Antes, um pouquinho de história. Tirei meu título de eleitor em 1985, quando fiz dezoito anos. Era um pedação de papel branco meio acartonado, no qual ficava grampeada uma fotografia do infeliz portador e em cuja traseira eram carimbadas as comprovações de comparecimento às urnas. Nestes meus quase quarenta anos de eleitor, participei de mais pleitos do que sou capaz (ou tenho vontade) de me lembrar. Os municipais, que são os dos quais quero falar, foram dez até agora (serão onze no domingo). É muita coisa, não é? A rotina desgasta um pouco nossa relação com a Democracia, você não acha?
Enfim, estreei meu título na eleição municipal daquele mesmo 1985. Foi o pleito que Jânio Quadros ganhou, e, na posse, desinfetou a cadeira na qual Fernando Henrique Cardoso, líder nas pesquisas, se sentara dias antes, posando para um jornal. A vitória do Jânio, esquizóide ideológico e exemplar prototípico daquilo que os ingleses descrevem como tired and emotional, foi o primeiro sinal da excentricidade eleitoral da minha cidade: não esquecer que sua fuga da Presidência, em 1961, foi tida por todo mundo como causadora primeira do golpe de 1964. E aqui se elegeu para, entre outras coisas, criar ônibus de dois andares e recriar a Guarda Municipal.

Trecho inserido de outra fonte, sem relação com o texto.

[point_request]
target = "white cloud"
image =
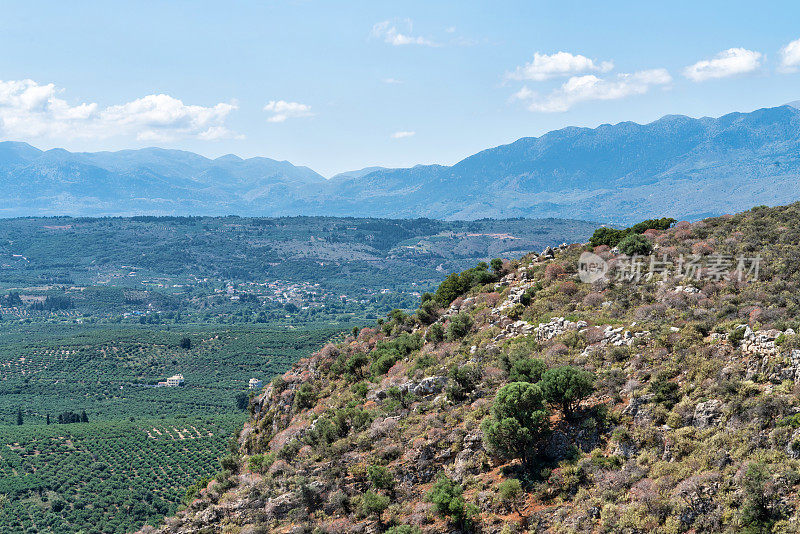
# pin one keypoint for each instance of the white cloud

Três anos depois, a cidade surpreendia novamente: elegeu Luiza Erundina. Mulher, nordestina, abertamente – que digo? escancaradamente, esfuziantemente, aos berros mesmo – socialista. Um senhor plot twist ideológico, e uma demonstração notável de falta de preconceito, já que também se dizia que ela era homossexual, o que nunca se comprovou, e também nunca fez a menor diferença.
A eleição de Paulo Maluf, em 1992, não chegou a surpreender ninguém: a cidade sempre o amou. Mas a de seu sucessor, Celso Pitta, em 1996, sim: o homem era carioca, negro, de direita, sem passado político nenhum, e vivia às turras públicas com a mulher. A cidade gosta de entretenimento. Tanto que Sílvio Santos, outro entertainer carioca, tentou concorrer e não conseguiu.

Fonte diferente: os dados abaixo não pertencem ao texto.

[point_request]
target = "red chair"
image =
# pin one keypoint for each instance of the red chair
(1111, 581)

Antes de ser eleita, em 2000, e apesar de já ter um mandato de deputada federal, Marta Suplicy ainda era mais lembrada como socialite (é filha de industrial, neta de visconde, bisneta de conde e de quatrocentões) e sexóloga: tinha um programa matinal na TV no qual discutia com as donas de casa, entre outras amenidades correlatas, as vantagens contraceptivas do sexo anal. Mais surpreendente do que isso, entretanto, foi uma socialite ser eleita pelo socialista PT, duplo twist carpado ideológico a suceder duas administrações à direita. Nesse pleito, dos mais divertidos, concorreu e causou comoção também o Dr. Enéas Carneiro.